Writing his trainer’s exam in Saskatchewan the day after his 16th birthday -- the first day he was eligible to take the test -- Redwood was that province’s leading driver of the year three times (2009, 2011 and 2012) and was also the Saskatchewan Standardbred Horsemen’s Association’s top trainer in 2012. But then Saskatchewan closed its doors to harness racing in 2014 so Redwood, who was campaigning over 20 horses at the time, headed to Alberta full-time.
“My wife and I decided to give it a one-year shot in Alberta and I’ve been here ever since. Even before they shut down harness racing completely -- outside three or four fair days -- they were only racing three-to-four months a year. It wasn’t enough to make a living. “When they weren’t racing I worked for a feed company, Masterfeeds, worked in hotels, as a roofer...anything that would keep the house going. Again, just like my dad did.”
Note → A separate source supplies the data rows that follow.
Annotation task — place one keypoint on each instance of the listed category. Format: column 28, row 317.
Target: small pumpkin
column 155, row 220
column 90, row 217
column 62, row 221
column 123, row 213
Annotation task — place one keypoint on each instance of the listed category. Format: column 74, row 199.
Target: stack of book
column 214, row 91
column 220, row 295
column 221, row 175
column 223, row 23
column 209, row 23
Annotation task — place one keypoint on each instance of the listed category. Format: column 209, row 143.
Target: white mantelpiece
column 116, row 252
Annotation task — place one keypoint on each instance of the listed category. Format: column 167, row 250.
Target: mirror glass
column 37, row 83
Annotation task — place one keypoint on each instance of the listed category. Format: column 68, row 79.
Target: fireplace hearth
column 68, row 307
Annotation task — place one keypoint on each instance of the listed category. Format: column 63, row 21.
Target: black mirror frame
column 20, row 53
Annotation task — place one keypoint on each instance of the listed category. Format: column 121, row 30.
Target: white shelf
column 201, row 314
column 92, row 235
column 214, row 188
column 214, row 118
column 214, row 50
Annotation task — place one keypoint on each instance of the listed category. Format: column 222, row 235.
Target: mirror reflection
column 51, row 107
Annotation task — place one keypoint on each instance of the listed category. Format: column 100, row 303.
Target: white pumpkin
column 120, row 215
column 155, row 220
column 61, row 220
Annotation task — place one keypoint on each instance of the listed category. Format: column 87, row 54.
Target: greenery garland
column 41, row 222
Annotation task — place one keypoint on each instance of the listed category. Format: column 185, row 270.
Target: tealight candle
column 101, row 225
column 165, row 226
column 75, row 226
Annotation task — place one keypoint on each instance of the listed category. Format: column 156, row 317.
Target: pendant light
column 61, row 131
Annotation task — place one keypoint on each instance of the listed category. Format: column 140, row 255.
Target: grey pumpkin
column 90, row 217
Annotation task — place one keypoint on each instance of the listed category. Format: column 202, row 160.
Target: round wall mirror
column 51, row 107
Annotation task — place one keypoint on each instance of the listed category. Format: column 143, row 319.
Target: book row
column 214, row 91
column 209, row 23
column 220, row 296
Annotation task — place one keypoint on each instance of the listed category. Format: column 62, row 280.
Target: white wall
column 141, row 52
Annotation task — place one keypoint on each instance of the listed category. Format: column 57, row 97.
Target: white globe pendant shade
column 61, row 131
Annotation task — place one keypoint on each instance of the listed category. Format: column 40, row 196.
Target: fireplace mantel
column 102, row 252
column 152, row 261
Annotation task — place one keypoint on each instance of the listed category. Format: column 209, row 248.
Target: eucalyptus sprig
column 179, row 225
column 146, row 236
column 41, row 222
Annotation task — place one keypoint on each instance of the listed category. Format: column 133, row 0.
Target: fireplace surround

The ATV accident -- by far the worst -- wasn’t Redwood’s only accident. He was also involved in racetrack spills the last three years. Two years ago at Century Downs, Redwood tore ligaments in his left leg when the horse he was driving, Karate King, crossed its legs and fell. “I tried to jump free but my leg got caught behind the sulky’s shaft and gaiting strap,” said Redwood, who was out of action for a month. “I bent my leg in a way I didn’t know it could bend. I thought I had snapped it for sure.
“All I could do was lay and scream in pain and hold on to the horse’s back leg from kicking me in the head until help came.”
Last year he was in another spill but this one looked worse than it was. “The horse I was driving was making just his second lifetime start. He put in a few steps, then he felt like he was going to run. I yelled ‘Look out,’ three times. I was thrown into the air. I tried to avoid landing where I was going to get run over but I got hit from behind. I ended up landing on my head and was knocked out. Then another horse ran over the top of my legs. I was sure I had broke my back or my leg or something. But I walked away and was able to drive the next weekend. The head nurse at the hospital couldn’t believe I was able to go home the same day.”
Three years ago at Northlands, Redwood was in another spill. “I was lucky again that time too. My horse and another one hooked wheels. Again I was shot up in the air. I jarred my hip pretty good but I wasn’t hurt enough that I couldn’t fulfill my duties.”
As for the ATV accident that converted his life, Redwood said in some ways it might have been a good thing. “It got me to quit drinking. It was life-altering. God only knows where things would have led to if it hadn’t happened. It was rock bottom. And if it wasn’t it helped me to get there. I’m only 33 but I’ve lived through a lot already,” said Redwood, a guy who you’d love to see continue to succeed in harness racing and in life and a guy you can unabashedly cheer for.
“Alcohol was my coping mechanism. Drink, pass out and forget about it all. Until the next day of course. Then it’s still there and you continue to do the same thing. Somebody looked over me to pull me through. A lot of it was my wife. A lot was my dad and a lot is my support system. Now I know that I’m not alone and I’m not the only one with this problem.
“September 24, 2012. That’s a day I’ll never forget.”